Not only can you grow plants with Bio Char, but also you can grow them at less cost and in some cases even increase the yield.  In our 2008 tomato transplant trials at Virginia Tech we found an average 48% increase in yield with just 2-4 cups of our carbon based soil amendment for every 5 gallons of planting mix. The reason we get this crop response is because we inoculate bio char with beneficial soil microorganisms. So our product is Bio Char plus beneficial microbes.  It is the action of these organisms that we believe is what is increasing nutrient use efficiency and over health of plants. Observations in the field have also verified reduced need for irrigation where carbon based amendments was applied.

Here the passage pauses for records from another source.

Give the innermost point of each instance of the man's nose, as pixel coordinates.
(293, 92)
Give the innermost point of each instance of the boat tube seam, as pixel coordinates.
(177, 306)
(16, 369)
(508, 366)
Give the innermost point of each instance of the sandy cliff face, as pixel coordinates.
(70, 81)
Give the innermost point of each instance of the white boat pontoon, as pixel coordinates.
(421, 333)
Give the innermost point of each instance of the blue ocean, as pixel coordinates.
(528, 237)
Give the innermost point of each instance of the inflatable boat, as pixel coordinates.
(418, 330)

We can rejuvenate the biodiversity of soils and replace the essential organisms that were lost from artificial farming and toxic methods i.e. modern fertilizers. When the right set of organisms are present and performing their functions, both plant health and profitability soar...

Using biomass charcoal to enrich soil is at least a thousand years old.

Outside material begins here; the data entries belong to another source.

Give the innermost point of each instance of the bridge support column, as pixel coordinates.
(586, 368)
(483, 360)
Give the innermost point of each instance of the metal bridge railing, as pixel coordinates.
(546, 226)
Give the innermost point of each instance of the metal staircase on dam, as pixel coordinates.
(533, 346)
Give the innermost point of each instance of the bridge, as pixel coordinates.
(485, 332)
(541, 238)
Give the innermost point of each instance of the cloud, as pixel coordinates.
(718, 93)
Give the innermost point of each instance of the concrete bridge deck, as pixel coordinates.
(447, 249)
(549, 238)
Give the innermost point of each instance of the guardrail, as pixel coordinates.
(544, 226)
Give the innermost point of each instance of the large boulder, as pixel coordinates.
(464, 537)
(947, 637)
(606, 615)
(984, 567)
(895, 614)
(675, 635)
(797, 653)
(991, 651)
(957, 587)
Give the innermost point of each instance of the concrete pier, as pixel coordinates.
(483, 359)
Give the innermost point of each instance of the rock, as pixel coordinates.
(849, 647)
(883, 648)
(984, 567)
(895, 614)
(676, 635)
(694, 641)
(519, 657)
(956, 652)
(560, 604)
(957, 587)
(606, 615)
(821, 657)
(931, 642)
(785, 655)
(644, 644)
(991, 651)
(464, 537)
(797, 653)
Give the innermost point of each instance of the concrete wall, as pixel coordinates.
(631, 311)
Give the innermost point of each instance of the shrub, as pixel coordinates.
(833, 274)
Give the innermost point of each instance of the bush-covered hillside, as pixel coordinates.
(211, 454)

Our products are designed to supply this microbial base with numerous additional enhancements, which support the optimal health of living soil. All products are certified organic as we are committed to supporting organic agriculture for either home or large scale farms.

The properties of adsorption in charcoal make it a perfect foundational material in the process of removing oil and petrochemicals in soil, groundwater, lakes, streams and ponds. We have solutions for home-sized oil spills and work with larger commercial applications. This can be used as a stable habitat for microbes as well as a slow release of nutrients and minerals as water. Bio char alone in the soil buffers against climatic extremes.